Journalists, it is often said, write the first draft of history. But what if the first draft is wrong?
That question — and others — lies at the heart of a new Web site, the Second Draft, launched in late September by Richard Landes, a CAS history associate professor of history and the director of BU’s Center for Millennial Studies. In the course of his research on apocalyptic movements in the Middle East, Landes became intrigued by the media images of violence that had become iconic to Palestinians involved in the Arab-Israeli conflict. When he learned of the possibility that some of the most brutal scenes had been staged, he decided to explore the issue more thoroughly.
“The whole point of the mainstream media is it’s supposed to be a kind of gatekeeper for sane discussion,” Landes says. “If they’re giving us a radically skewed version of what was going on, we’re going to make mistakes.”
Landes began his research with Mohammed al-Dura, a young boy allegedly killed by the Israeli Defense Forces in September 2000. The image of al-Dura, who was filmed hiding behind a barrel with his father as the IDF fired at Palestinians, had been broadcast around the world and “was operating in the Muslim world as a medieval blood libel,” Landes says, triggering a new wave of suicide terrorism.
Landes visited Israel and France throughout 2003 to view the sites filmed by the media and watch the original uncut footage of the incident, filmed by a French news organization. He was struck by the differences between what was shown on television and what was filmed before and after the news clip: bandaged young men walking around smoking cigarettes before being carried into an ambulance, or laughing and joking while supposedly in the midst of a gun battle.
The findings became the basis of the Second Draft’s first investigation, a short film entitled Pallywood. A separate investigation, which centers on al-Dura, will be posted on September 30, the fifth anniversary of the incident.

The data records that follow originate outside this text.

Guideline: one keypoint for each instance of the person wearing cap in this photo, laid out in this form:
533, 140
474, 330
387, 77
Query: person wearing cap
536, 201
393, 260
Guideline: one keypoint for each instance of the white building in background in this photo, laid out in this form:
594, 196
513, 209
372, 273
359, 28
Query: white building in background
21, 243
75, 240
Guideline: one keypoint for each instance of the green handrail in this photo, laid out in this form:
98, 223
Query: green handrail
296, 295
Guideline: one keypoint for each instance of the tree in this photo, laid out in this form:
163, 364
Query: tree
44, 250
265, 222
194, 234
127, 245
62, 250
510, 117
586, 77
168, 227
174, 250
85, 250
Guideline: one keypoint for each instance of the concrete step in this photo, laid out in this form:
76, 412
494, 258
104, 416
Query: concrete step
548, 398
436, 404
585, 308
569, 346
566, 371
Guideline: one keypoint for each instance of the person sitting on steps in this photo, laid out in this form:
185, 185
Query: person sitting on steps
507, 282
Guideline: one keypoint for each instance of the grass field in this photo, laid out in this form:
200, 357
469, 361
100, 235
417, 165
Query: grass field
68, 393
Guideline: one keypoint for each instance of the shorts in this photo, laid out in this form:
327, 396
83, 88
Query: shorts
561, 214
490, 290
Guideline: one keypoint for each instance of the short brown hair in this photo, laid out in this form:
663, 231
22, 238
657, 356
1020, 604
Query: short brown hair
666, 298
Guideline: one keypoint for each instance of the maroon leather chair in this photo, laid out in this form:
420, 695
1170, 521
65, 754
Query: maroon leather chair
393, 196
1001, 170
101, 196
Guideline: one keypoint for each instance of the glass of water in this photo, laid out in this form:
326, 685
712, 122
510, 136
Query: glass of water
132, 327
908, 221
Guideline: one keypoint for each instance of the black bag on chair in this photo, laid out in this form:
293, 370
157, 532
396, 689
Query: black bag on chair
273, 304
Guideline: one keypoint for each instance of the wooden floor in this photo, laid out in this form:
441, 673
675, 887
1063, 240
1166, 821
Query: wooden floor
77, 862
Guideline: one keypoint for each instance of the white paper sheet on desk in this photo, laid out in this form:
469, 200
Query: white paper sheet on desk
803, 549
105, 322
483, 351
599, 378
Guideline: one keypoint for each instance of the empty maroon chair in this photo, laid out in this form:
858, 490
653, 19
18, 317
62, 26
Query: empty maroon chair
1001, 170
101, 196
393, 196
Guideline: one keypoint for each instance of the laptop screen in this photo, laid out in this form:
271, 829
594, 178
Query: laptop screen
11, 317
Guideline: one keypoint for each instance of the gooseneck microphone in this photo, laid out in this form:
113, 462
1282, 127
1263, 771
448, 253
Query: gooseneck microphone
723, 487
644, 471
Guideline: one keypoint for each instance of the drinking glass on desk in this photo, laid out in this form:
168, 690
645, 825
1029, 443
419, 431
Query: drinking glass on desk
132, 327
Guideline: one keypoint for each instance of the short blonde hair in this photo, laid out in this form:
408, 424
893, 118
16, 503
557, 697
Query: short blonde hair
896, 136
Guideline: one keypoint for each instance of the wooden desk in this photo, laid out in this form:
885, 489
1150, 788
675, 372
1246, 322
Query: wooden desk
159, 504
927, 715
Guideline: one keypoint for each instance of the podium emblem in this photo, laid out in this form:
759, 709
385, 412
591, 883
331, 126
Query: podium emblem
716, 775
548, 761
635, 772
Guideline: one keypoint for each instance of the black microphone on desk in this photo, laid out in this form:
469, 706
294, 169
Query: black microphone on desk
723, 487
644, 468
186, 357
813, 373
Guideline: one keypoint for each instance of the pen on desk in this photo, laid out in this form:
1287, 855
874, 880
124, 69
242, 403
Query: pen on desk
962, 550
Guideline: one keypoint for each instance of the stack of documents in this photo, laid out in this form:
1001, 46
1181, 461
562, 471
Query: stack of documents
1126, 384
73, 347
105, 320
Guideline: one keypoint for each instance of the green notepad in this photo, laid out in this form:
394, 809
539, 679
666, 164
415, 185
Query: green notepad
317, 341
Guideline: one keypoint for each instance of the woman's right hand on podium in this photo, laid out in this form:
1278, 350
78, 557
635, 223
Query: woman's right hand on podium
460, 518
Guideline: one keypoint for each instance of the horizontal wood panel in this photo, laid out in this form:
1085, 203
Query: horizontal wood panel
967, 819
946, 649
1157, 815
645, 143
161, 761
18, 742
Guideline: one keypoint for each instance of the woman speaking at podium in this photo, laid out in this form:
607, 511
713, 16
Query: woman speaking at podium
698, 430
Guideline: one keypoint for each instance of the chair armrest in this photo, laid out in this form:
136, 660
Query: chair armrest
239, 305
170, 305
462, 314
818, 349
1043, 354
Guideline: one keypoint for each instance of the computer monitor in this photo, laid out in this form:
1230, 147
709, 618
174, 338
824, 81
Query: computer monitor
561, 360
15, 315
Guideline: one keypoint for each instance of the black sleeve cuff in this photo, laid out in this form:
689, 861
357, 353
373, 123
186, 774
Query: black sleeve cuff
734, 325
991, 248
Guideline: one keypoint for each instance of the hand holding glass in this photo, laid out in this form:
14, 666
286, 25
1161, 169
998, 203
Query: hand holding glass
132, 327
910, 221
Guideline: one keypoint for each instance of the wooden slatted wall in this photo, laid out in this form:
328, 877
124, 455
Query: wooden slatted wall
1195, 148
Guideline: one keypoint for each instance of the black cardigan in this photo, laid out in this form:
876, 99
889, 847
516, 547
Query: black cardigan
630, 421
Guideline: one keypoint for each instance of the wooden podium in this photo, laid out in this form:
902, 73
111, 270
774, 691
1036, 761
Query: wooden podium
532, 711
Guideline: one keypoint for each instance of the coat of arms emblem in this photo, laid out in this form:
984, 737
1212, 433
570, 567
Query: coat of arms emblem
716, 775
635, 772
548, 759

Despite his current focus on the Middle East, Landes doesn’t intend the Second Draft to be about the Arab-Israeli conflict; he is simply using these examples to point out the ways the news media can perpetuate misinformation. “In the past, the world was too big a place for any error to be that costly,” he says. “Now, it’s not a free ride. If you get the story wrong you can do enormous damage.”
He also hopes that the Web site, which has attracted a great deal of notice in online communities, will provoke others to do their own investigations. “There are other first drafts,” he says, “that need to be studied.”